Susanna Paasonen is Professor of Media Studies at the University of Turku, Finland. With an interest in Internet research, studies of pornography and theories of affect, she is most recently the author of Carnal Resonance: Affect and Online Pornography (2011), and co-editor of Working with Affect in Feminist Readings (2010) and Pornification: Sex and Sexuality in Media Culture (2007). Susanna is currently launching a new research project on memory work/oral history, archives and pornography.

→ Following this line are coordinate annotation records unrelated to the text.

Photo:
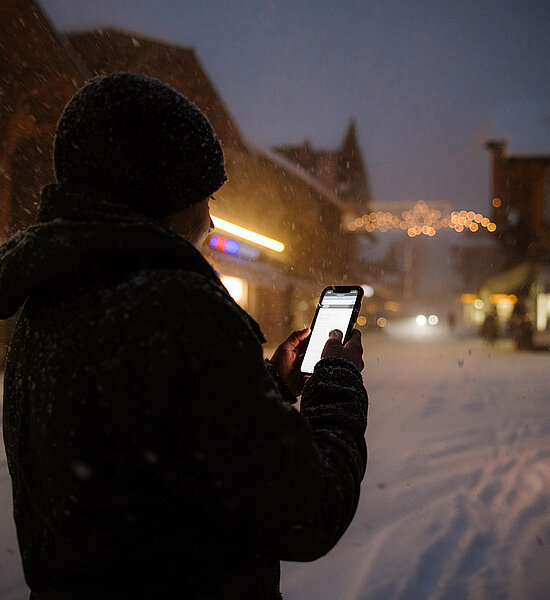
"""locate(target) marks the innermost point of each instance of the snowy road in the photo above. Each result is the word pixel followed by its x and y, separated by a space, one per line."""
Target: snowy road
pixel 456 501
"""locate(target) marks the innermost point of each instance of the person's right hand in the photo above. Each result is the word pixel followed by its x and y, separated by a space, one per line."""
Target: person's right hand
pixel 352 350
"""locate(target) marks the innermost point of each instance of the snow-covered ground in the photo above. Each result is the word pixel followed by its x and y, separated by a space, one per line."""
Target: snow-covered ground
pixel 456 501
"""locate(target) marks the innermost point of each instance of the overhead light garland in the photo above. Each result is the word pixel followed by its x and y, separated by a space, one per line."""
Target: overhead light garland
pixel 422 220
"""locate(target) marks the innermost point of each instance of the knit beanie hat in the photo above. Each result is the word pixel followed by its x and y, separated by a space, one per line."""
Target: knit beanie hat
pixel 141 141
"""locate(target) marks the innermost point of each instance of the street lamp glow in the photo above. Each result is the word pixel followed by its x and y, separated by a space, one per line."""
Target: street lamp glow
pixel 247 234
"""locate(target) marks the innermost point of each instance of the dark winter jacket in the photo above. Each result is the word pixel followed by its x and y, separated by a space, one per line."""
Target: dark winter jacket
pixel 152 453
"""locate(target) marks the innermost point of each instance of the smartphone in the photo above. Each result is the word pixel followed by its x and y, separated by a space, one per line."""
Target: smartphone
pixel 337 309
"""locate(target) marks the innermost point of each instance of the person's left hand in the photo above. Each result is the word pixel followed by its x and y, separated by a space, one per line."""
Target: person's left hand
pixel 285 360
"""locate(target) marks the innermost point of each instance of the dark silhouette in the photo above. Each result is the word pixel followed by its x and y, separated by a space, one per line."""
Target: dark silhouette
pixel 521 326
pixel 153 453
pixel 490 330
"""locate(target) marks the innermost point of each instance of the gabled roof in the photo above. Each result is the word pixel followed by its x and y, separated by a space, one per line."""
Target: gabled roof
pixel 111 49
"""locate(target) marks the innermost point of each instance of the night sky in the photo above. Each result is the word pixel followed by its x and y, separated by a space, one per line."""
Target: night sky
pixel 427 82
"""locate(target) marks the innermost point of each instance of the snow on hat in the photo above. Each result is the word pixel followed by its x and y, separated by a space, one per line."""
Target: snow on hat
pixel 139 139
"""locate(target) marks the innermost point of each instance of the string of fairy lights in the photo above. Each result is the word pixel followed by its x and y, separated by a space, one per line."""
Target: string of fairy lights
pixel 422 220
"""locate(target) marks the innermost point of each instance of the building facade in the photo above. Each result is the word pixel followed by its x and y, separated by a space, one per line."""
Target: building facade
pixel 520 189
pixel 40 69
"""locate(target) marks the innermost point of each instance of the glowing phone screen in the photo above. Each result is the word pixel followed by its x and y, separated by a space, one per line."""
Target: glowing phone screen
pixel 335 312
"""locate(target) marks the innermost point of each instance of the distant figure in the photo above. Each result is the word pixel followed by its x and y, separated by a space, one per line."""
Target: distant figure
pixel 451 320
pixel 490 330
pixel 521 326
pixel 153 453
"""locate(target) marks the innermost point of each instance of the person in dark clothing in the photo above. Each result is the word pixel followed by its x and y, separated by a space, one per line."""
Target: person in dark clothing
pixel 153 452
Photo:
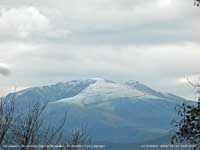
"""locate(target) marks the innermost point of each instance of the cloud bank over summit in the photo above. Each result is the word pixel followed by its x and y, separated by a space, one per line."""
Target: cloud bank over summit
pixel 155 42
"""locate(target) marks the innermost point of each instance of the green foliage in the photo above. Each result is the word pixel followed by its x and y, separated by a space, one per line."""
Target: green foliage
pixel 188 126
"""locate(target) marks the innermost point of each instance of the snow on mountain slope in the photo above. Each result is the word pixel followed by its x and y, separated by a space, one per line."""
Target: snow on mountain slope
pixel 50 93
pixel 102 91
pixel 114 111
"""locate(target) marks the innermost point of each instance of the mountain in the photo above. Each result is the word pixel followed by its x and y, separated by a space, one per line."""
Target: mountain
pixel 129 112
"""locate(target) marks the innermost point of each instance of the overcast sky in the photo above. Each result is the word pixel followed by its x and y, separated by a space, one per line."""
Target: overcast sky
pixel 46 41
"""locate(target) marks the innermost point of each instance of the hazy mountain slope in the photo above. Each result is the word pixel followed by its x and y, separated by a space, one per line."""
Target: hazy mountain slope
pixel 115 112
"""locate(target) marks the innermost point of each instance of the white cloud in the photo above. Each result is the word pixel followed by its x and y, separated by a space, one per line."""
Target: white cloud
pixel 21 22
pixel 4 70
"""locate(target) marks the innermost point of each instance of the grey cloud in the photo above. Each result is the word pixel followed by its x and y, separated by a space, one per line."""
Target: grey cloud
pixel 4 70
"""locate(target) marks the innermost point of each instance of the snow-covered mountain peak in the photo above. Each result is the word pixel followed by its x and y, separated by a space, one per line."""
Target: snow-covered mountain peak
pixel 102 91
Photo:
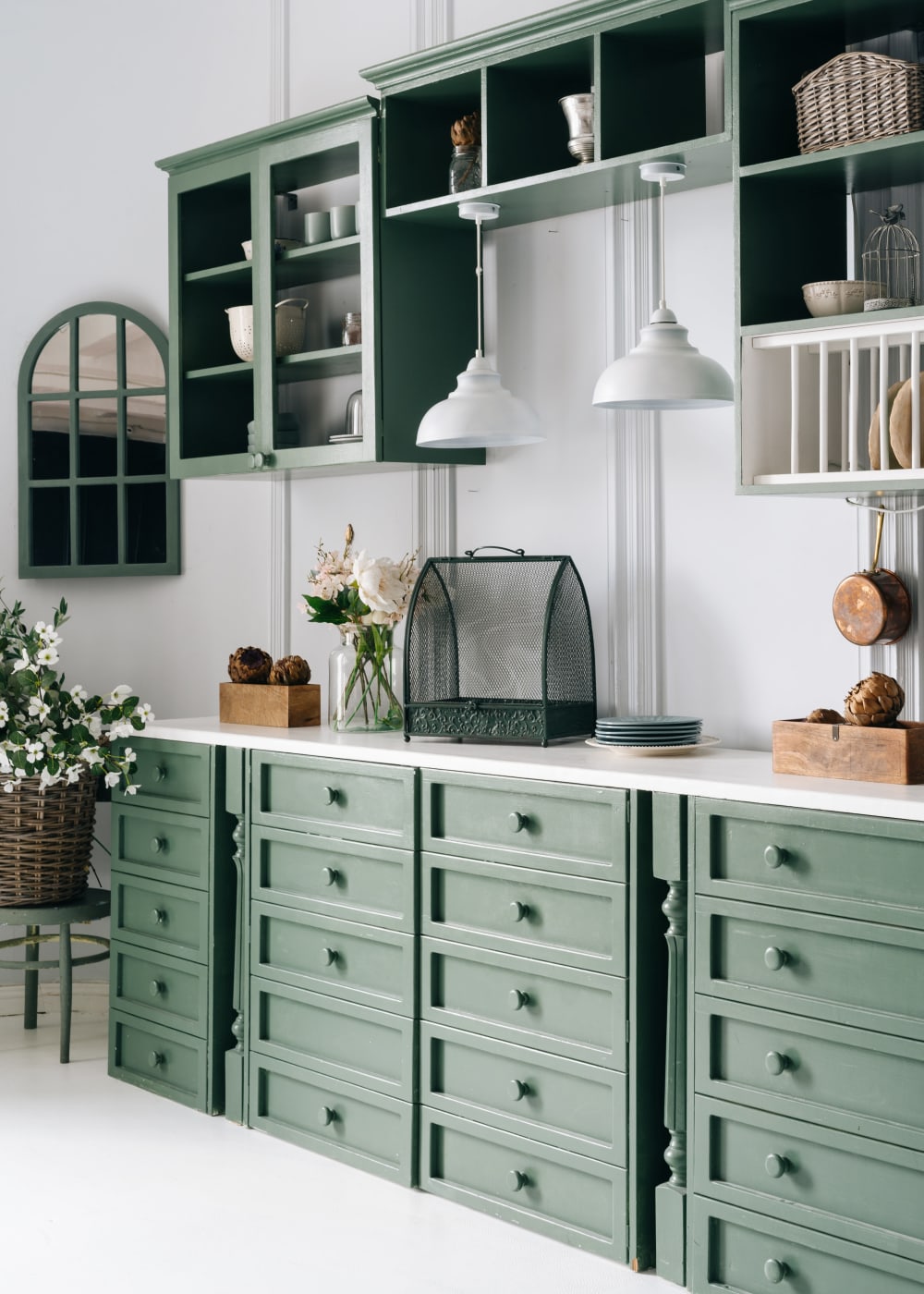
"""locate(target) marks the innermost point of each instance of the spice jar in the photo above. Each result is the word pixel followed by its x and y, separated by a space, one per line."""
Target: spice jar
pixel 352 327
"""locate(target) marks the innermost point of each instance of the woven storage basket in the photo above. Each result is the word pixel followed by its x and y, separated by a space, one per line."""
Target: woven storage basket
pixel 45 841
pixel 856 97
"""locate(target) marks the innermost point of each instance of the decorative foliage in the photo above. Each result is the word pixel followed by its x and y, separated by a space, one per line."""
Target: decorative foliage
pixel 49 731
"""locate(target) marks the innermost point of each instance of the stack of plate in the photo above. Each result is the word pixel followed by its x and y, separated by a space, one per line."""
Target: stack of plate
pixel 649 730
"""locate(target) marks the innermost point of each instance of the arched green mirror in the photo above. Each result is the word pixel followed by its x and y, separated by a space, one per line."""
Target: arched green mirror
pixel 94 498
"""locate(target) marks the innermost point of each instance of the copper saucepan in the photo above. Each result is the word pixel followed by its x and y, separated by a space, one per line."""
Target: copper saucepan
pixel 872 605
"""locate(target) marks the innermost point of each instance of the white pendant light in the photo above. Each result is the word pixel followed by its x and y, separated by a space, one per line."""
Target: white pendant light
pixel 663 372
pixel 480 413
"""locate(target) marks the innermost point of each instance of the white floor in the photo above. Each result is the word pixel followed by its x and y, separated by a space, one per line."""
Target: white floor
pixel 103 1190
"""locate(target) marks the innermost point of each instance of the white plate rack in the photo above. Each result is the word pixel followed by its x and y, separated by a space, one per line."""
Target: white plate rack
pixel 809 395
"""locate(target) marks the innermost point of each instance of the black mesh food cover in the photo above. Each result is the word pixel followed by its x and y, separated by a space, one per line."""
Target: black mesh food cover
pixel 498 647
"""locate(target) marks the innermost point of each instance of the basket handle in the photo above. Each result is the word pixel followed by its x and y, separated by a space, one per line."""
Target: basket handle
pixel 498 547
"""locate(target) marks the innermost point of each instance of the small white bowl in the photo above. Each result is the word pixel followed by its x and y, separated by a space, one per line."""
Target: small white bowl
pixel 835 297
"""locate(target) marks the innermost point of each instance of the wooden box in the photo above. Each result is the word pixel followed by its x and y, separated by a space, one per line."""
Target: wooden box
pixel 849 752
pixel 270 704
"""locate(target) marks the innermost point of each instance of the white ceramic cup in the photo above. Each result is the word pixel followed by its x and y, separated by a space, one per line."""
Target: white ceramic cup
pixel 343 222
pixel 317 226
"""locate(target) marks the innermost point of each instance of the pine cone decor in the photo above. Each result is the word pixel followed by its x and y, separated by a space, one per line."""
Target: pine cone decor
pixel 875 702
pixel 249 665
pixel 468 131
pixel 290 670
pixel 823 715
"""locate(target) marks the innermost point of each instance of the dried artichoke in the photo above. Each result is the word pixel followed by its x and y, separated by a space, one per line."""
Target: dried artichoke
pixel 249 665
pixel 875 702
pixel 290 670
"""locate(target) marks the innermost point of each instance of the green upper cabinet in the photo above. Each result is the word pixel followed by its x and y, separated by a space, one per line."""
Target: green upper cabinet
pixel 94 498
pixel 656 74
pixel 241 265
pixel 809 385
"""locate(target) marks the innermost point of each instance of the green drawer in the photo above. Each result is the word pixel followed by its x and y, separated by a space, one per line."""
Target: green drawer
pixel 576 1013
pixel 742 1252
pixel 334 798
pixel 844 1078
pixel 563 919
pixel 343 959
pixel 358 883
pixel 833 1181
pixel 848 972
pixel 820 860
pixel 558 1102
pixel 543 824
pixel 162 989
pixel 164 847
pixel 565 1196
pixel 349 1123
pixel 341 1039
pixel 170 775
pixel 158 1058
pixel 164 918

Fiona Patten is the founder and leader of the Australian Sex Party (sexparty.org.au) which is a registered political party in Australia. It came fourth on averages at the last federal Senate election after the three major parties. She is also CEO of the Eros Association (eros.org.au), Australia’s adult retail and entertainment association. She has published in a number of books including Sex in Public: Australian Sexual Cultures (1997) and Porn 101 (1999). She has over twenty years experience of working with the Australian and international adult industry and has pioneered many lively and challenging debates about sex and politics. In the government sector she has frequently driven these issues to Ministerial level and has worked with the CEOs of many NGOs and international groups on issues such as discrimination, HIV/AIDS and sexual disability.

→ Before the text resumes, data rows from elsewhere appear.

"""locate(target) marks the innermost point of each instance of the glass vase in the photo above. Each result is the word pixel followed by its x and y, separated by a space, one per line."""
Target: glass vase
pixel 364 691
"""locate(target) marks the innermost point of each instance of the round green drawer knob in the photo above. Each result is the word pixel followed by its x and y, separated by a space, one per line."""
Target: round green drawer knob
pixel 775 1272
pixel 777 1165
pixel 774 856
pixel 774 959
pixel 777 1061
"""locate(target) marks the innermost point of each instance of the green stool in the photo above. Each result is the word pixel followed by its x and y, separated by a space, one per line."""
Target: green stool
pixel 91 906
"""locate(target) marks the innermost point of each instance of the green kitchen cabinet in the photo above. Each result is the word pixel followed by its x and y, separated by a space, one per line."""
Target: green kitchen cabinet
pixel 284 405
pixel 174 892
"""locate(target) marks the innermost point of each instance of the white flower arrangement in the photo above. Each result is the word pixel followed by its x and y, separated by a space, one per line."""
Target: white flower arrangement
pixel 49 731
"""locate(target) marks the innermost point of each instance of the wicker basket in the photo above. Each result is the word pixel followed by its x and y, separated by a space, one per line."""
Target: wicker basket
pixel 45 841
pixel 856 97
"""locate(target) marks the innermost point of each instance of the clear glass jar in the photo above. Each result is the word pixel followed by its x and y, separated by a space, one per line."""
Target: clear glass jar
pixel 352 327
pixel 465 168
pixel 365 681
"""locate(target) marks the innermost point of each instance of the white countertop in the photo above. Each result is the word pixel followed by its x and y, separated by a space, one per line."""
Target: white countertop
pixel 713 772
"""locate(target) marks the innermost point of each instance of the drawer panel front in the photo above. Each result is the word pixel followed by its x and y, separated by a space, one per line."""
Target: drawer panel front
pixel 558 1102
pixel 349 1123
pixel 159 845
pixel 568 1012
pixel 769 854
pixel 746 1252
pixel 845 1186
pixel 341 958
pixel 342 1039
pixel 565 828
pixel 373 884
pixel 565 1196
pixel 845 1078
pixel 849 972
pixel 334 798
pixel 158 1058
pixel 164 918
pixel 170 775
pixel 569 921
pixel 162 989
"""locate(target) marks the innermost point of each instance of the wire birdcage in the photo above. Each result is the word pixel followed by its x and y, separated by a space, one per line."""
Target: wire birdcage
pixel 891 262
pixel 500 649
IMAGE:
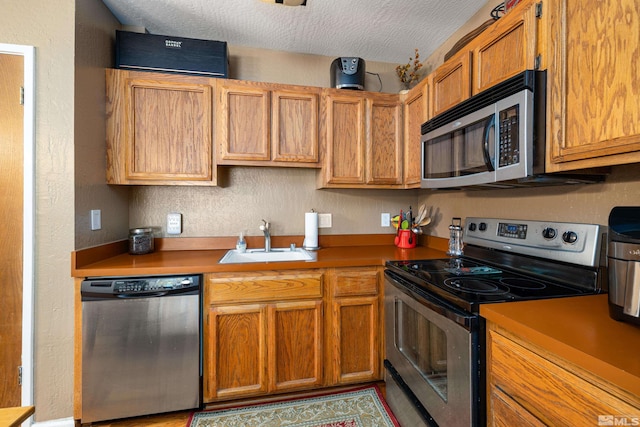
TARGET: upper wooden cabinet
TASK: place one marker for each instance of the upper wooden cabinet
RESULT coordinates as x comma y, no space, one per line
159,129
507,47
416,112
451,82
262,124
362,140
593,83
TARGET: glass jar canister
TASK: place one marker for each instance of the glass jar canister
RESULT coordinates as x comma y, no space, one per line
140,241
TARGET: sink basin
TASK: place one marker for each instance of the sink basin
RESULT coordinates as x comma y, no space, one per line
259,255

Julian Petley is Professor of Film and Television at Brunel University, UK. His interests span the cinema, television and the press, with a particular emphasis on policy, regulation and freedom of expression. His publications include A Beginner’s Guide to Censorship (2009), The Censorious Press (2009), and Film and Video Censorship in Modern Britain (2011). He was Chair of the Campaign for Press and Broadcasting Freedom and actively involved in the debates around the 2003 Communications Act. He is principal editor of the Journal of British Cinema and Television.

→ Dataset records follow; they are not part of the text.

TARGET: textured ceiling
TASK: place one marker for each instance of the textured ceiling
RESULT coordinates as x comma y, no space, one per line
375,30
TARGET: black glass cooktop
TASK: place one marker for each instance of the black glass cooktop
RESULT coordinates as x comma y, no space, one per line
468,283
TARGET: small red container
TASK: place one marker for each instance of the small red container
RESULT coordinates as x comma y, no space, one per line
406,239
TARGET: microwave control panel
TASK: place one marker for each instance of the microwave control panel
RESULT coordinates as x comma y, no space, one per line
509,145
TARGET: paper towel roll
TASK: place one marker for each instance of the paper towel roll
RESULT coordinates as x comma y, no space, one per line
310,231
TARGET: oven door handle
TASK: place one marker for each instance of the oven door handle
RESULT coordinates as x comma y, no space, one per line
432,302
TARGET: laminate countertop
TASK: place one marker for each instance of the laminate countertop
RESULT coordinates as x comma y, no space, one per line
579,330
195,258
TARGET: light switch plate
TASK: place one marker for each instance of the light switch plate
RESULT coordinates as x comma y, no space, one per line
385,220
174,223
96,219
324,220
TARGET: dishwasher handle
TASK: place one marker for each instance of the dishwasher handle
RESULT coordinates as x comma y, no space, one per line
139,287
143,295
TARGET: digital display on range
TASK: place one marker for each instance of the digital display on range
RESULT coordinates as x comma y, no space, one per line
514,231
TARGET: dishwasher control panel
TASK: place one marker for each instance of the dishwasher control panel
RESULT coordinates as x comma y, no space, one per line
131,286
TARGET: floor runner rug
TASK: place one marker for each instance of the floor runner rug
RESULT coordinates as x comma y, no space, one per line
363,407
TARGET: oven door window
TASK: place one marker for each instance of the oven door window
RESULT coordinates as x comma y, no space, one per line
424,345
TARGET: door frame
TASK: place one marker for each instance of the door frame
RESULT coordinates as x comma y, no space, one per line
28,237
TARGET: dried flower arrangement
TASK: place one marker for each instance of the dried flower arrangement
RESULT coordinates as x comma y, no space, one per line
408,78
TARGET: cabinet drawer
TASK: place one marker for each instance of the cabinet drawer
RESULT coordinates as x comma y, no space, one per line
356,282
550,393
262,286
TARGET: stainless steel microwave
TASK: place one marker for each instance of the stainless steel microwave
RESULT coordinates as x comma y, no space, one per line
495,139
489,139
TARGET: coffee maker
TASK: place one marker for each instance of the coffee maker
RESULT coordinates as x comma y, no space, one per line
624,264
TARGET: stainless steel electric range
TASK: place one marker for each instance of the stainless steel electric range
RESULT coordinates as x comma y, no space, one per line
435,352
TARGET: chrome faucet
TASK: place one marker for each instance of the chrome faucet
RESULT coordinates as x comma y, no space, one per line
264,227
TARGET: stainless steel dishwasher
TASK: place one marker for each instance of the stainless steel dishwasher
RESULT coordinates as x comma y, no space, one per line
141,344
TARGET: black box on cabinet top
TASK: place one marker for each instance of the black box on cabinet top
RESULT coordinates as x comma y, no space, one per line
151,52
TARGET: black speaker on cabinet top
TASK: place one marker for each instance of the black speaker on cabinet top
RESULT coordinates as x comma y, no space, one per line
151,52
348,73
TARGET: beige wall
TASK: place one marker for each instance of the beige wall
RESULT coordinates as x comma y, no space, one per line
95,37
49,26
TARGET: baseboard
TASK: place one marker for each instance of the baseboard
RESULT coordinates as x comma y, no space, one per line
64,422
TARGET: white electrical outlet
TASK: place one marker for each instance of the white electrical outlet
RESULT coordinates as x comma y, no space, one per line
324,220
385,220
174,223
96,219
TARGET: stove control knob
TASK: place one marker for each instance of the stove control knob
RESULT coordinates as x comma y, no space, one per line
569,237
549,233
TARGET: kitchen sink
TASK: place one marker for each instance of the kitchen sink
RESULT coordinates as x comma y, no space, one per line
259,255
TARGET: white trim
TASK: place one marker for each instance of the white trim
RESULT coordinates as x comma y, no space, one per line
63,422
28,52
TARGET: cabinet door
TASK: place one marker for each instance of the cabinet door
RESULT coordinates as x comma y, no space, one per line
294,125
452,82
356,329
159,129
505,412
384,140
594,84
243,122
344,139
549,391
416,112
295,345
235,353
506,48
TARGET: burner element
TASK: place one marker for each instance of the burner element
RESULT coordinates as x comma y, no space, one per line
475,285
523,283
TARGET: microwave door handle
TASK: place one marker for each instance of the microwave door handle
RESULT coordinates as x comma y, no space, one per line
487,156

Clarissa Smith is Reader in Sexual Cultures at the University of Sunderland, UK. Her research focuses on sexual media and in particular pornographies: their institutional contexts and practices, representational strategies, consumption and meanings. Her publications include One for the Girls! The Pleasures and Practices of Pornography for Women (2007), (with Michael Higgins and John Storey) Cambridge Companion to Contemporary British Culture (2010), and (with Niall Richardson and Angela Werndly) Studies in Sexualities: Theories, Representations, Practices (forthcoming).